A flor de laranjeira é instigadora de felicidade, graças à combinação dos efeitos da serotonina e da dopamina. O cheiro a rosas, talvez o odor que mais fortemente associamos ao amor, é bom na redução dos níveis da hormona do stress, a adrenalina, que, segundo um estudo, chega aos 30 por cento. Além disso, graças à ação do composto feniletilamina, a fragrância a rosas reduz a queda dos nossos opioides endógenos criando uma sensação de calma prolongada.
Como começou o apreço dos seres humanos pelas flores? Steven Pinker, o bem‑conhecido psicólogo evolucionista sugeriu que os seres humanos começaram a sentir‑se atraídos pelas flores, porque elas lhes davam indicações sobre futuras reservas de comida.
Os caçadores‑recoletores que se interessaram pelas flores e a sua localização podiam voltar mais tarde para apanhar nozes e frutas que lhes dariam uma margem de sobrevivência. As flores também podem significar um ganho imediato, uma vez que, onde há flores, é provável que haja abelhas, e, onde há abelhas é muito possível que haja mel. Os nossos antepassados remotos eram em tudo tão suscetíveis às delícias do açúcar como nós ainda somos.
As flores mais antigas encontradas num aglomerado de habitações de caçadores‑recoletores datam de há 23 000 anos, no sítio de Ohalo II, na costa do mar da Galileia. Uma acumulação de detritos numa das cabanas indica que quem quer que vivesse ali tinha uma grande quantidade de flores Senecio glaucus. Endémicas nesta parte do mundo, elas lembram pequenos crisântemos amarelos.

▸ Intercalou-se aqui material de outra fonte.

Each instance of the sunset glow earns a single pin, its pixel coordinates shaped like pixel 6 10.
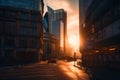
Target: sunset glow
pixel 72 18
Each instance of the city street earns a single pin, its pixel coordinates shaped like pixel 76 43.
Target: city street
pixel 44 71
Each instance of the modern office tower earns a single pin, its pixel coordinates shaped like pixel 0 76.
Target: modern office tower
pixel 21 31
pixel 101 34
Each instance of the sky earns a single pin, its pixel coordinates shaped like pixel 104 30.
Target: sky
pixel 71 7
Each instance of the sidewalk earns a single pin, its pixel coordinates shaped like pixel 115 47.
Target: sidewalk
pixel 104 74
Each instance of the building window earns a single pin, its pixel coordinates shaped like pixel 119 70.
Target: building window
pixel 10 27
pixel 9 42
pixel 34 17
pixel 24 24
pixel 33 24
pixel 23 43
pixel 24 16
pixel 23 30
pixel 0 42
pixel 33 31
pixel 33 43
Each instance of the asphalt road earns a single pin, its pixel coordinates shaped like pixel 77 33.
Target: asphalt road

Não lhes é conhecido nenhum uso prático culinário, medicinal ou outro, o que suscita a possibilidade de terem sido levados para o aglomerado para a preparação de um ritual ou de um acontecimento de particular importância.
A sepultura mais antiga conhecida que continha flores foi encontrada num cemitério natufiano, com 14 000 anos, localizado em Israel. Elas devem ter sido apanhadas num terreno bravio, mas crê‑se que os humanos tenham começado a cultivar flores surpreendentemente cedo — há cerca de 5000 anos. Jeannette Haviland‑Jones, professora de Psicologia, e Terry McGuire, professor de Genética, ambos da Universidade de Rutgers, em Nova Jérsia, são da opinião de que não devíamos subestimar o papel evolucionista do prazer na motivação dos nossos antepassados remotos para o fazer. Muitas das flores que começaram por ser cultivadas são as que aparecem quando o solo é remexido. Haviland‑Jones e McGuire conjeturam que, quando as flores cresceram por geração espontânea em terrenos desbravados para a agricultura, algumas podem ter sido deixadas crescer por as pessoas gostarem delas. Com o tempo, os seres humanos começaram a agir como agentes na dispersão das sementes de flores, e terão escolhido as mais atraentes e as que tinham maior fragrância. O nicho de flores cultivadas no ecossistema é, deste modo, um nicho emocional humano.